Moreover, the precise nature of the Chinese downturn may have less effect on New Zealand’s commodity mix than on Australia’s. The Chinese government has, through policy inaction, permitted the slowdown because it is trying, in the long term, to create more balanced growth in China, through closing the historical gap between high increases in investment spending and much smaller increases in personal consumption. The former absorbs industrial goods; the latter is likely to benefit those agricultural commodities from overseas that are more exotic and more attractive to the middle class than basic staples such as rice.

Sponsored

“We expect the Australian dollar to weaken relative to the New Zealand dollar as Australia has more exposure to the slowing industrial commodity market than New Zealand,” says Morgan Stanley in a recent currency note. “We expect industrial and agricultural commodity prices to diverge.”

However, no currency is ever a pure global commodity play, because it cannot exist in isolation from its domestic market. Leaving aside New Zealand’s resource exposure, are domestic circumstances likely to exert upward or downward pressure on the currency?

Speculation has proved unfounded that the new governor of the Reserve Bank of New Zealand, Graeme Wheeler, might use his first interest rate meeting last Thursday to take a dovish line, preparing the market for an interest rate cut. The New Zealand economy remains strong by the current standards of developed economies, with the International Monetary Fund this month predicting GDP growth of 2.2 percent for 2012. Regardless of whatever international commodity price trends might be, the country is supported by a robust housing market and reconstruction spending after the 2011 earthquake on South Island.

Australia retains one advantage: at 3.25 percent, its central bank rate is 75 basis points above New Zealand’s. This may not, however, be an advantage for much longer. Nomura expects the Reserve Bank of Australia to cut rates for the second month in a row at its November meeting, in response to “the weaker global outlook.” A continuation of rate cuts could leave Australia vulnerable to an outflow of the hot money that has piled into the aussie in the search for decent yields, which have been elusive in the U.S. and most of Europe.

There are, however, also risks in investing in the New Zealand dollar.

Judging by figures from the Organization for Economic Cooperation and Development showing purchasing power parity — the amount of goods and services that can be bought with $100 in New Zealand, compared with the U.S. — it is about 25 percent overvalued, at a closing price for the week ending October 26 of $0.821. However, this compares with a much higher 60 percent for Australia’s overvaluation against the greenback, on the same basis.

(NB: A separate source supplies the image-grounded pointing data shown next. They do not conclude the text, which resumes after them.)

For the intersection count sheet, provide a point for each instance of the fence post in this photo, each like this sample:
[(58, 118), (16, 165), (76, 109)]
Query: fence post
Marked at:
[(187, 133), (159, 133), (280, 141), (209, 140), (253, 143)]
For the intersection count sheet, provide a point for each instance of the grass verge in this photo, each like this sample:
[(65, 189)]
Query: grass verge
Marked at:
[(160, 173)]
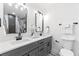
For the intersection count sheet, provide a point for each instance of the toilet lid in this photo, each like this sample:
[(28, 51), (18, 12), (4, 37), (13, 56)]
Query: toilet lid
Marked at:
[(66, 52)]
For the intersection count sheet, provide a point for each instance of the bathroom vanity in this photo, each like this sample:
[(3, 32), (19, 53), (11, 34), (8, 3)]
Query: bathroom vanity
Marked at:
[(33, 47)]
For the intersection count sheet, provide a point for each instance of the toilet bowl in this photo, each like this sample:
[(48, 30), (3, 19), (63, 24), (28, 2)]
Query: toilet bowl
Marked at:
[(66, 52)]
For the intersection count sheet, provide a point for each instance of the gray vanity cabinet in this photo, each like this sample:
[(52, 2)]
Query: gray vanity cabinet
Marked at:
[(38, 48)]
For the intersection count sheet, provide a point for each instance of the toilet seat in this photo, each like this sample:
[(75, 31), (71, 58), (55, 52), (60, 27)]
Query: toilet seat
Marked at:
[(66, 52)]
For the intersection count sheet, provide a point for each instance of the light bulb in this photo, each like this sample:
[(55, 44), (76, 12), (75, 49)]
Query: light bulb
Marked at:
[(10, 4)]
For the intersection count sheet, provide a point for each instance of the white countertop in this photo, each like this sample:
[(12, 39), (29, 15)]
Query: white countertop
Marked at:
[(10, 43)]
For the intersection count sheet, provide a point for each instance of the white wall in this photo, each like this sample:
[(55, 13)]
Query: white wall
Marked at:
[(59, 13)]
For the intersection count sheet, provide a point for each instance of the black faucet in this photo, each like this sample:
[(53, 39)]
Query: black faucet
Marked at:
[(19, 37)]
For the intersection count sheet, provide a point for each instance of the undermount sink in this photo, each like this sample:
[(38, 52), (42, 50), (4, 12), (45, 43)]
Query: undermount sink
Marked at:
[(20, 41), (35, 37)]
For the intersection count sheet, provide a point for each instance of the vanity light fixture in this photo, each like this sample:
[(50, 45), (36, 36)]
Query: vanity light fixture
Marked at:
[(10, 4)]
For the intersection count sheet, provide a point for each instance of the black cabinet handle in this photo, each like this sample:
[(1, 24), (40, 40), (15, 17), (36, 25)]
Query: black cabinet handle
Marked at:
[(41, 42), (41, 49)]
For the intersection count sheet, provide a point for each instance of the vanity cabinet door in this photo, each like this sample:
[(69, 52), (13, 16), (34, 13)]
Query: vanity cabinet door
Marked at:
[(42, 51)]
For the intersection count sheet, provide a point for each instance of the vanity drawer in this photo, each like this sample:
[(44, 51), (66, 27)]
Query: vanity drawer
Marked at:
[(42, 41)]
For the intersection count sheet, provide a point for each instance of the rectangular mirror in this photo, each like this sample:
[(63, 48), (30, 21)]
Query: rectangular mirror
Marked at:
[(15, 18)]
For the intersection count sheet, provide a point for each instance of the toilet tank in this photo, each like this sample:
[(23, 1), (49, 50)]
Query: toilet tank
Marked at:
[(67, 42)]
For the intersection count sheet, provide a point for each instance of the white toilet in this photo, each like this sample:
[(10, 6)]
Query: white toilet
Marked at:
[(66, 52), (67, 46)]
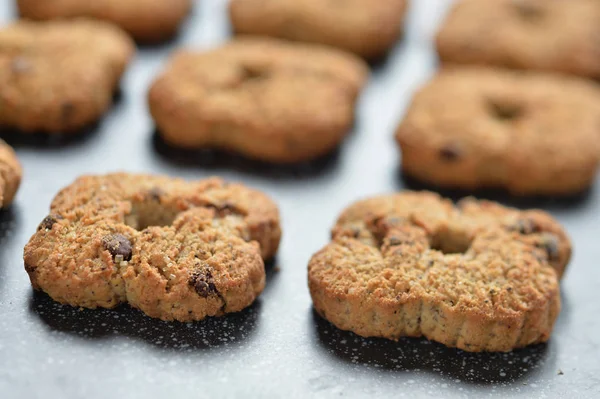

The kiwi retains, moreover, the high risk common to all commodity currencies, which arises from the high volatility of the underlying resources. When global commodity prices crashed after the 2008 credit crunch, dairy commodities were no more able to buck the trend than others —dropping by 35 percent between 2008 and 2009, according to figures from the United Nations’ Food and Agricultural Organization. Hit by the price fall of these and other resources, the kiwi sank by 40 percent from its early 2008 peak to its early 2009 trough, before rapidly making up most of the lost ground. It is currently 2.7 percent up on the year against the U.S. dollar, recovering lost ground after hitting deep troughs in November 2011 and then in May.

The New Zealand dollar has, however, an attractive allure, as one of only a few truly liquid currencies to offer a strong exposure to agricultural commodities. It encapsulates, therefore, the hopes and fears about global food consumption for the next decade — a topic which could become almost as important to institutional investors as to ordinary consumers.